Most studies investigating the mechanisms of antibody-mediated rejection, a major cause of kidney allograft failure, have focused on characterizing the role of donor-specific antibodies (DSAs), whereas the alloreactive cellular component has been less studied. On the basis of a multidimensional and concomitant profiling of circulating T follicular helper (TFH) cells and B cells, the authors identified highly coordinated responses of circulating TFH cells and activated B cells at phenotypic, functional, and transcriptional levels in patients with antibody-mediated rejection. The levels of circulating TFH cell and B cell activation were predictive of DSA pathogenicity, histologic severity, and allograft loss. This study provides novel mechanistic insights into the cellular and molecular processes underlying antibody-mediated rejection and a rationale for monitoring and therapeutic targeting of circulating TFH cell–B cell interaction during antibody-mediated rejection.

Abstract

Background Although antibody-mediated rejection (ABMR) has been long recognized as a leading cause of allograft failure after kidney transplantation, the cellular and molecular processes underlying the induction of deleterious donor-specific antibody (DSA) responses remain poorly understood.

Methods Using high-dimensional flow cytometry, in vitro assays, and RNA sequencing, we concomitantly investigated the role of T follicular helper (TFH) cells and B cells during ABMR in 105 kidney transplant recipients.

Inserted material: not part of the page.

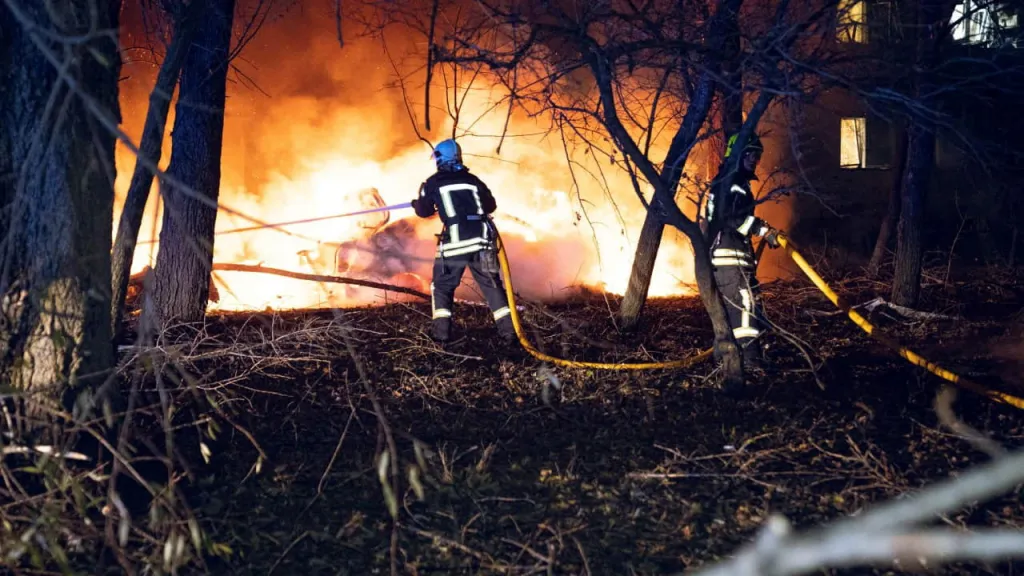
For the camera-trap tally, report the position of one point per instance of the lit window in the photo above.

Results There were 54 patients without DSAs; of those with DSAs, ABMR emerged in 20 patients, but not in 31 patients. We identified proliferating populations of circulating TFH cells and activated B cells emerging in blood of patients undergoing ABMR. Although these circulating TFH cells comprised heterogeneous phenotypes, they were dominated by activated (ICOS+PD-1+) and early memory precursor (CCR7+CD127+) subsets, and were enriched for the transcription factors IRF4 and c-Maf. These circulating TFH cells produced large amounts of IL-21 upon stimulation with donor antigen and induced B cells to differentiate into antibody-secreting cells that produced DSAs. Combined analysis of the matched circulating TFH cell and activated B cell RNA-sequencing profiles identified highly coordinated transcriptional programs in circulating TFH cells and B cells among patients with ABMR, which markedly differed from those of patients who did not develop DSAs or ABMR. The timing of expansion of the distinctive circulating TFH cells and activated B cells paralleled emergence of DSAs in blood, and their magnitude was predictive of IgG3 DSA generation, more severe allograft injury, and higher rate of allograft loss.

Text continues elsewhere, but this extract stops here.